2 thoughts on “Hoarders on A&E”

  1. Hey Sandra,

    My father is like this. He filled our house up with all kinds of ‘projects’ he planned to accomplish. This went on for years. When ever we questioned this he got very irate. He did this for years always claiming that we were going to have this big garage sale. We never really did. Eventually the home got very ‘unhealthy’. Five years ago we got four (!) enormous dumpster loads of his stuff out of there. It almost made him die to see it. He was so mad. He immediately filled the house up again. How he did it? His favorite ploy was to wait till the end of the day at a nearby garage sale and offer them a package price on the remaining stuff!

    Fast forward to July 08. He got real weak and we realized the home needed to be ADA friendly..so we had to do it again. Again he was furious…but being 87 hasn’t the energy to do it again.

    The family suffered for about thirty years before we said enough! You’re exactly right, though. It’s a compulsive disorder that cannot be reasoned with. Great post. Thanks for sharing that.

    Rachel Lane

  2. Thanks so much, Rachel!
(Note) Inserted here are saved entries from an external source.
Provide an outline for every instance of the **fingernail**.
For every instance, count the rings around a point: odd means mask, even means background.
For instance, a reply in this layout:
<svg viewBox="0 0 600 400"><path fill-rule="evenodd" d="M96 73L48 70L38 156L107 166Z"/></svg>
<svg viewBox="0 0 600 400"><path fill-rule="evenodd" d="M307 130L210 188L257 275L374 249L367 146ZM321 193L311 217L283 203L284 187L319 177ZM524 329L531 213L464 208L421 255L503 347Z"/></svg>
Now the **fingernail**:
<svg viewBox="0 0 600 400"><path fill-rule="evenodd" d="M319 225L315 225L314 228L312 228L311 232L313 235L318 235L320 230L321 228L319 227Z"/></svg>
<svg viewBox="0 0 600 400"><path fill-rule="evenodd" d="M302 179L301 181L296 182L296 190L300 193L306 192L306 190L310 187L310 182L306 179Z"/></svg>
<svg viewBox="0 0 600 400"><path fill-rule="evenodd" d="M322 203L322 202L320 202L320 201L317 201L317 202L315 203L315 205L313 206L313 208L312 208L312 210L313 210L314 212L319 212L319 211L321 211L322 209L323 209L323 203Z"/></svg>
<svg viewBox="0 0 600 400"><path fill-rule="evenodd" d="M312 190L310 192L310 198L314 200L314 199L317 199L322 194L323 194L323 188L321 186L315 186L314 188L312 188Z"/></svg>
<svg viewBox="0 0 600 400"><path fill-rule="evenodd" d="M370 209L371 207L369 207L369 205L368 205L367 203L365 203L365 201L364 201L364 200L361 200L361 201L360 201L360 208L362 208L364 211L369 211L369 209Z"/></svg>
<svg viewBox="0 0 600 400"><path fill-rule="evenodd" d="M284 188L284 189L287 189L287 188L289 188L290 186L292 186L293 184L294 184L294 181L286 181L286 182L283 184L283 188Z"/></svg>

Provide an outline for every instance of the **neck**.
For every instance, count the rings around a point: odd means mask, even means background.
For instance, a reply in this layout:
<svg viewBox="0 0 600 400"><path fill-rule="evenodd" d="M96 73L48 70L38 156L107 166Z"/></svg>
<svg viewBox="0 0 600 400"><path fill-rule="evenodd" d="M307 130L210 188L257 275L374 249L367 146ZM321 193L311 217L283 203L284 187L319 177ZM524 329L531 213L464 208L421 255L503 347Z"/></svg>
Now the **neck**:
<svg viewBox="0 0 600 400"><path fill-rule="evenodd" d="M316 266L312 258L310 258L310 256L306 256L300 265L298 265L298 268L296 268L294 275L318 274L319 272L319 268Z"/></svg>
I certainly sympathize with your situation with your father. It can be so incredibly frustrating trying to reason with someone who has this condition. I’ve been trying to help my friend for years and have basically given up, I hate to say. I love her and would help her in a minute but there have been so many false starts that I don’t have much hope left. Every now and then she’ll get excited about dealing with it, but usually there’s no real action to back it up, or she makes minor improvements and then backslides.

    The A&E show is really good and I’ve seen several episodes. Some of them are just so shocking and disgusting, though a few of the people they’ve profiled actually look to have a decent chance of maybe getting it under control. It’s a complex and difficult condition. I wish they just had a pill to take for it, but alas, there’s no easy solution.